We open with a recap of the first part, which admittedly is not a very creative start, and then we begin with our film proper with a sackclothed figure playing our chopper. The plot itself could have been great but it ends up suffering a dismal fate of feeling like something we have already seen and cribbing too much from “Halloween”. Though the main story may be mundane our heroine was actually given a brain so instead of a stereotypical screaming shrew we are given a lead who reasons things through. Her reliance on logic made me actually care so the rest of the plot was easier to bear.
The music is this movie’s biggest charm with a steady pace that is sure to disarm and then when the mood is suitably tense it pounces leaving us with little defense. Without the soundtrack this picture would be a bore as it wholly relies upon the score which to me is a tad unfair since they utilize it for nearly every scare. They even cued up the music for the spring loaded cat a scare that I think always falls flat. Luckily the soundtrack is pretty good so it does not bother me as much as it should that we end up listening to it more as I really do enjoy the score.
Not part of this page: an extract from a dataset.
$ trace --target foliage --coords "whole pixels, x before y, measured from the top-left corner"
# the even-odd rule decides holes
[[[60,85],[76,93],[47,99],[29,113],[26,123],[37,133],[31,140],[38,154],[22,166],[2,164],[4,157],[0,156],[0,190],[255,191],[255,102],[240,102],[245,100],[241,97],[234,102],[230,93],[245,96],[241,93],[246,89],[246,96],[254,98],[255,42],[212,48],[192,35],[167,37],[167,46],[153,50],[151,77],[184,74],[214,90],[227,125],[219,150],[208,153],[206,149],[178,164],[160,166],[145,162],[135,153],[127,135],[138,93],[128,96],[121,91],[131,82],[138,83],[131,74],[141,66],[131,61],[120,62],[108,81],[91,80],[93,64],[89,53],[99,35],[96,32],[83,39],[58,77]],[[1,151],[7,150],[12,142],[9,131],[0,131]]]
I feel I must comment on style as I have not done so in quite a while and this picture plays a clever game that quickly earned it my acclaim. As my horror allegiants are already aware first person is not new to slasher fare but here they made it feel slightly new by occasionally obscuring our point of view. These moments play on our sense of dread and help us see a bit into the killer’s head which could feel like a cheap gag if we not for the stifling burlap bag.
As any good slasher fan knows, the emphasis is murder tableaus so I suppose they deserve some notation before I close out my evaluation. This series has gained a reputation for showing brutal evisceration but in this chapter they never show penetration which leaves it up to our imagination. While the piercing is not shown the level of violence is made known by showing us the after effect so it still remains bloody in that respect.
In conclusion, the ground here is well tread but they still manage some moments of dread and the area where this really succeeds is that our heroine is smarter than most female leads.
Stick to the shadows my fine friends.